There is the possibility that Bitcoin Cash development slows or stops, such that even a large plurality of users can’t “push through” the addition of new crypto opcodes. I think this is unlikely too: if Bitcoin Cash is to continue to survive, it will have to maintain some crypto-agility – at least to remedy future breaks in foundational cryptographic primitives (e.g. developments in quantum computing).
So with that in mind, I’m fairly convinced that:
we should implement ~64 bit math, and
there is little, long-term, practical use for >64 bit math.
I still need to consider the largest practical sizes for simple arithmetic on future, fractional satoshi values, but I suspect even that is not likely to be worth jumping from 64 bit to 128 bit math – very few covenants/applications will be dealing with large enough sums to hit those limits, and those applications are likely capable of using either rounded numbers (e.g. do the initial math using 1,000s of satoshis, then multiply to get back to fractional satoshis) or emulated precision (like the long division hack).
So: does anyone know of any hypothetical use case for that sort of non-crypto arithmetic beyond 64 bit numbers?

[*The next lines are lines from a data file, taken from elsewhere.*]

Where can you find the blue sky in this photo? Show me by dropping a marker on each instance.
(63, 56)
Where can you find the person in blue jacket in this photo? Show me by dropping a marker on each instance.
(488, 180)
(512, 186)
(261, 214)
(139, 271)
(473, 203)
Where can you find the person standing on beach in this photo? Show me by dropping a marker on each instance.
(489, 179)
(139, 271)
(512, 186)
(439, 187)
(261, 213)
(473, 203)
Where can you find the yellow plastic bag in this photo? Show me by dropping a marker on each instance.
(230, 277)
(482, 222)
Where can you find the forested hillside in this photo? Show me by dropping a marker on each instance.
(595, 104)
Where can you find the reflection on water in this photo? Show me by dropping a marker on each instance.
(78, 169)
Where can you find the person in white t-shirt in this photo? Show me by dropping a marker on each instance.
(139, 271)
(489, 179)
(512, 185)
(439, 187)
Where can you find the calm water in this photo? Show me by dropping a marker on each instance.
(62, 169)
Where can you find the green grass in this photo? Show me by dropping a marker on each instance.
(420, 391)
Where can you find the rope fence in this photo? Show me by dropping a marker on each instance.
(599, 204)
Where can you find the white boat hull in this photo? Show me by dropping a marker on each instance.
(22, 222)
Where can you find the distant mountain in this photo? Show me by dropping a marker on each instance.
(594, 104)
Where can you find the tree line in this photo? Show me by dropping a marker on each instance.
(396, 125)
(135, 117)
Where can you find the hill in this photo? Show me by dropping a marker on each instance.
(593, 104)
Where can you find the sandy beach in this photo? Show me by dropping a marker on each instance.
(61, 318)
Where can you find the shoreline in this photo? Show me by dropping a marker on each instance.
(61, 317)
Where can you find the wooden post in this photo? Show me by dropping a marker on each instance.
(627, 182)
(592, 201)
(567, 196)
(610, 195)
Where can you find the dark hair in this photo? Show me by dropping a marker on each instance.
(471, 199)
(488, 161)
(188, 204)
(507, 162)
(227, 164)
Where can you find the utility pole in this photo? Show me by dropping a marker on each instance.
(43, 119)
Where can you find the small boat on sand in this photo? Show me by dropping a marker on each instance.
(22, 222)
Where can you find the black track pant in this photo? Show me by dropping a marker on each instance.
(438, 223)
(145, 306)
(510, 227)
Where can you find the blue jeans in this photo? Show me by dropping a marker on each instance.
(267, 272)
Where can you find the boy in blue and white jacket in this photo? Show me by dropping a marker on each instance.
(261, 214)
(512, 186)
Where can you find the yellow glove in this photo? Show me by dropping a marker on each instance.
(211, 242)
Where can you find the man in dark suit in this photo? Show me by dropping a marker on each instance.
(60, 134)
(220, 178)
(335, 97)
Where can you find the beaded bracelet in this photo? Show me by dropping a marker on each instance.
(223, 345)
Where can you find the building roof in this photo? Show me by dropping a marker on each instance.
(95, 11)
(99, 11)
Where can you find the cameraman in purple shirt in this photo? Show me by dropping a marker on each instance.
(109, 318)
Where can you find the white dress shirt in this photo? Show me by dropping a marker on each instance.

This is a fantastic write-up. At the very least, I agree about no arbitrary-precision.
I do have one issue although not a use-case per se. As I understand it, ETH uses 256 bit numbers and a de facto fixed-point standard has emerged there. I can imagine there may be significant value in piggy-backing on infrastructure and standards established there, but it is an abstract understanding. Do you already have insight into potential value there such as optimized numerical libraries, validated math procedures, etc?